To allow replication among multiple nodes when some of the nodes may
have pre-existing data. This work plans to provide simple APIs to
achieve that. Now, let me try to explain the difficulties users can
face with the existing interface. It is simple to set up replication
among various nodes when they don't have any pre-existing data but
even in that case if the user operates on the same table at multiple
nodes, the replication will lead to an infinite loop and won't
proceed. The example in email [1] demonstrates that and the patch in
that thread attempts to solve it. I have mentioned that problem
because this work will need that patch.

Now, let's take a simple case where two nodes have the same table
which has some pre-existing data:

Node-1:
Table t1 (c1 int) has data
1, 2, 3, 4

Node-2:
Table t1 (c1 int) has data
5, 6, 7, 8

If we have to set up replication among the above two nodes using
existing interfaces, it could be very tricky. Say user performs
operations like below:

Node-1
#Publication for t1
Create Publication pub1 For Table t1;

Node-2
#Publication for t1,
Create Publication pub1_2 For Table t1;

Node-1:
Create Subscription sub1 Connection '<node-2 details>' Publication pub1_2;

Node-2:
Create Subscription sub1_2 Connection '<node-1 details>' Publication pub1;

After this the data will be something like this:
Node-1:
1, 2, 3, 4, 5, 6, 7, 8

Node-2:
1, 2, 3, 4, 5, 6, 7, 8, 5, 6, 7, 8

So, you can see that data on Node-2 (5, 6, 7, 8) is duplicated. In
case, table t1 has a unique key, it will lead to a unique key
violation and replication won't proceed. Here, I have assumed that we
already have functionality for the patch in email [1], otherwise,
replication will be an infinite loop replicating the above data again
and again. Now one way to achieve this could be that we can ask users
to stop all operations on both nodes before starting replication
between those and take data dumps of tables from each node they want
to replicate and restore them to other nodes. Then use the above
commands to set up replication and allow to start operations on those
nodes. The other possibility for users could be as below. Assume, we
have already created publications as in the above example, and then:

Node-2:
Create Subscription sub1_2 Connection '<node-1 details>' Publication pub1;

#Wait for the initial sync of table t1 to finish. Users can ensure
that by checking 'srsubstate' in pg_subscription_rel.

Node-1:
Begin;
# Disallow truncates to be published and then truncate the table
Alter Publication pub1 Set (publish = 'insert, update, delete');
Truncate t1;
Create Subscription sub1 Connection '<node-2 details>' Publication pub1_2;
Alter Publication pub1 Set (publish = 'insert, update, delete, truncate');
Commit;

This will become more complicated when more than two nodes are
involved, see the example provided for the three nodes case [2]. Can
you think of some other simpler way to achieve the same? If not, I
don't think the current way is ideal and even users won't prefer that.
I am not telling that the APIs proposed in this thread is the only or
best way to achieve the desired purpose but I think we should do
something to allow users to easily set up replication among multiple
nodes.

[1] - https://www.postgresql.org/message-id/CALDaNm0gwjY_4HFxvvty01BOT01q_fJLKQ3pWP9%3D9orqubhjcQ%40mail.gmail.com
[2] - https://www.postgresql.org/message-id/CALDaNm3aD3nZ0HWXA8V435AGMvORyR5-mq2FzqQdKQ8CPomB5Q%40mail.gmail.com

-- 
With Regards,
Amit Kapila.



RE: Multi-Master Logical Replication

From
"kuroda.hayato@fujitsu.com"
Date:
Hi hackers,

I created a small PoC. Please see the attached patches.

REQUIREMENT

Before patching them, patches in [1] must also be applied.

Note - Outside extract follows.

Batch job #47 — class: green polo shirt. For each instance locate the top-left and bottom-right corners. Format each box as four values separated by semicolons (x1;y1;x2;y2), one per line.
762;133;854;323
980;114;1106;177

DIFFERENCES FROM PREVIOUS DESCRIPTIONS

* LRG is now implemented as SQL functions, not as a contrib module.
* New tables are added as system catalogs. Therefore, added tables have oid column.
* The node_id is the strcat of system identifier and dbid.


HOW TO USE

In the document patch, a subsection 'Example' was added for understanding LRG. In short, we can do

1. lrg_create on one node
2. lrg_node_attach on another node

Also attached is a test script that constructs a three-nodes system.


LIMITATIONS

This feature is under development, so there are many limitations for use case.

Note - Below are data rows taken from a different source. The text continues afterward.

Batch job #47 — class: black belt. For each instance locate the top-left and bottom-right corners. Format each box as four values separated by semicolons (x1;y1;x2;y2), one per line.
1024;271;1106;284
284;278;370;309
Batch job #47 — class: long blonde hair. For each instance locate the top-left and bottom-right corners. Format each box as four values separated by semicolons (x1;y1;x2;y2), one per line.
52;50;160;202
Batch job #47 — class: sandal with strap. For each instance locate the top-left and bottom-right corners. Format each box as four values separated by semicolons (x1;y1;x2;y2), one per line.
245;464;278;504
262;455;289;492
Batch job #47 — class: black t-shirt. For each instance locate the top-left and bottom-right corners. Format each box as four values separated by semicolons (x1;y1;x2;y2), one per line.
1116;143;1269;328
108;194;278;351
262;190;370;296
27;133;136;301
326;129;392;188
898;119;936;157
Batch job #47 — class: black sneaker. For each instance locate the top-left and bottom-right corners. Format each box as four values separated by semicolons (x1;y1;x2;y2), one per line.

* The function for detaching a node from a group is not implemented.
* The function for removing a group is not implemented.
* LRG does not lock system catalogs and databases. Concurrent operations may cause inconsistent state.
* LRG does not wait until the upstream node reaches the latest lsn of the remaining nodes.
* LRG does not support initial data sync. That is, it can work well only when all nodes do not have initial data.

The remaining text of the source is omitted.